Game Design, Programming and running a one-man games business…

Scary lack of indies

Why are so many indie PC developers only making casual games?

It seems every new ‘indie’ game I hear about is just another hidden object or diner dash clone with its sights aimed clearly at getting into the top 100 games at BigFishGames.

It seems that nobody is remotely interested in doing original, interesting games for the PC aimed at the 18-30 mostly male hardcore gamer.

I really hope that there are a bunch of people in that category, probably people loving Company of Heroes, Civilisation and Galactic Civ II who are looking for more games to buy, and will buy (not pirate) them on the PC. Because that’s my current plan. It may seem like swimming against the tide, but when the tide is making Diner Dash clones for bored housewives who can’t use two mouse buttons, for a 25% royalty, I think I’d rather stack shelves in ASDA than do that.

I’ve been distracted by various tedious non-game-coding stuff the last few days, but progress continues on the new game. It’s looking ok, and I’m still very keen on the idea. There’s a ton of work (especially a lot of GUI and AI work) to do before I can sit and play it and know how it’s going to end up. Recently, a lot of the work on the game has been doing faster rendring stuff, although tbh it runs at over 300 FPS on my machine, so I doubt it’s a major issue. Next week I’m determined to work on the ‘second’ part of the game (the game is basically three major components interlinked). Thats much more GUI-centric.

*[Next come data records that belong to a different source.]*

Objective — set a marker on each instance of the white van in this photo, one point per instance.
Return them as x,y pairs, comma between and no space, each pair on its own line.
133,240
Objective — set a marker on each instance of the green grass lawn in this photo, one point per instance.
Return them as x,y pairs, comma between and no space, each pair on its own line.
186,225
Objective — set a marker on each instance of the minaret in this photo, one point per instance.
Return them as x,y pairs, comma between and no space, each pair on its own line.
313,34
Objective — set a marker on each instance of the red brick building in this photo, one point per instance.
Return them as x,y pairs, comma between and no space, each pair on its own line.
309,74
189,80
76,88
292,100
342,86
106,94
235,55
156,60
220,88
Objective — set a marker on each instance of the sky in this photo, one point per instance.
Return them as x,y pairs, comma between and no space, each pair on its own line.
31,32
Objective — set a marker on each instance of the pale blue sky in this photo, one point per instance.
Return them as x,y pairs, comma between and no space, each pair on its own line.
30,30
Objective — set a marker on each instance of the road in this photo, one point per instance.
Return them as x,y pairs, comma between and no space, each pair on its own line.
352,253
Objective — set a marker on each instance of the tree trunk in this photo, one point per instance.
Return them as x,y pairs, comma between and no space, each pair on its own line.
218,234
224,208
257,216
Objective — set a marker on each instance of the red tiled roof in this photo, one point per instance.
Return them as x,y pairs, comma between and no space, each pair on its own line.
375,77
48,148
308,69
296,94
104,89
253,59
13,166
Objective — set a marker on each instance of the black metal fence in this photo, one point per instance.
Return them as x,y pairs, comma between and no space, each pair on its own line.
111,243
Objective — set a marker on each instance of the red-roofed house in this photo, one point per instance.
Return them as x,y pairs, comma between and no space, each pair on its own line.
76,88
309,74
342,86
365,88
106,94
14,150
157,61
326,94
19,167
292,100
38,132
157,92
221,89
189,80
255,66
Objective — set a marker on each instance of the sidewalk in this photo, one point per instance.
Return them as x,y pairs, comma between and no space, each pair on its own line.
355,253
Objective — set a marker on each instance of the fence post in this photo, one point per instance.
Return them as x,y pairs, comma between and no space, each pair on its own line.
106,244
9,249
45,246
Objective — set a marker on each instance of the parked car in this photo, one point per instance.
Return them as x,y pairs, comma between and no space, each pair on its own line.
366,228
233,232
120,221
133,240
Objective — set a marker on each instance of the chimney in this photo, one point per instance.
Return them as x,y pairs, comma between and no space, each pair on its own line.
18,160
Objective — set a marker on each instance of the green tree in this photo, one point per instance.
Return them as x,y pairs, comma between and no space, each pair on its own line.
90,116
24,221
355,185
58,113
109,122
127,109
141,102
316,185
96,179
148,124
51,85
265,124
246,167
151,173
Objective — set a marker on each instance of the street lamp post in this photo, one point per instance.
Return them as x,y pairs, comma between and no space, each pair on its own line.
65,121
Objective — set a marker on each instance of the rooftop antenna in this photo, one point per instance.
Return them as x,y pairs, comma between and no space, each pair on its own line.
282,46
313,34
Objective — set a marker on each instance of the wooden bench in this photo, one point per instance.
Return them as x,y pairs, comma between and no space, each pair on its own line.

Tips for Using Google Analytics

Here’s an article I’ve added to the positech website today. It’s a few basic tips for people who sell software (like me) and use google analytics to look at their website data:

Hopefully some people might find it useful. maybe one or two of them will check out my games. Who knows? I’ve submitted the article to digg, and you can digg it here if you have a free digg account:

And if you can stumble it in stumbleupon that would be great! I’ve actualyl really come to like stumbleupon. It genuinely does seem to be able to find websites you like, but didn’t know existed. Check it out if you haven’t already.

The future? Casual? Strategy?

I’ve learned a lot from the success of Kudos, from making kudos Rock legend and Kudos 2. Especially Kudos 2. Those 3 games have taught me what polish really means, how to ship a product once it’s finished, rather than when I’ve had enough, and how to make games easy to learn and balanced enough for most players to enjoy right out of the box.

But most of the casual games out there bore me to tears. I want games that make me THINK. Not in a predictable, mechanical way like sudoku. Not just give my eyes some boring seek and find workout such as in the hidden object games. And certainly not in the click-fest time management sense.

I want a game that makes me think creatively. that challenges me to think outside the box, to evolve strategies and plans and tactics.

that’s what I hoped Kudos and Democracy did. Democracy was mroe clearly a strategy game, but Kudos was one too. My next game is all about strategy. Not TACTICS. That’s what most RTS games are about. This one will be about STRATEGY. But it will be (hopefully) as polished and accessible as the casual games.

The only emails I don’t reply to (sorry!)

It seems every tenth person with a computer is a composer of music for Video games, who currently has a gap in their schedule and wants to make music for my next game.

At least, that is what you might think if you saw my inbox. I’m sure I’m not special, I bet anyone who makes indie games, and who has the budget to actually pay people to make music gets the same number of CV’s and emails sent to them as I do. generally speaking I try to reply to everyone who emails me, regardless what it is about (unless it’s yet more justifications of piracy – I’ve read enough now thanks). However, I confess I don’t reply to unsolicited CV’s from music composers.

Partly this is because there is such a glut of them right now that I know I’ll never have a problem finding one when I need one, and partly because the guy I used for my last two games does exactly the sort of music I’ll need for my next one, so the chances of me needing a new composer in the near future are pretty much zero.

So if you are reading this at music college and hoping to make your fortune in the games industry doing music for games, trust me, get a different plan, because there are WAY too many people out there trying to do that right now. Learn C++ instead :D.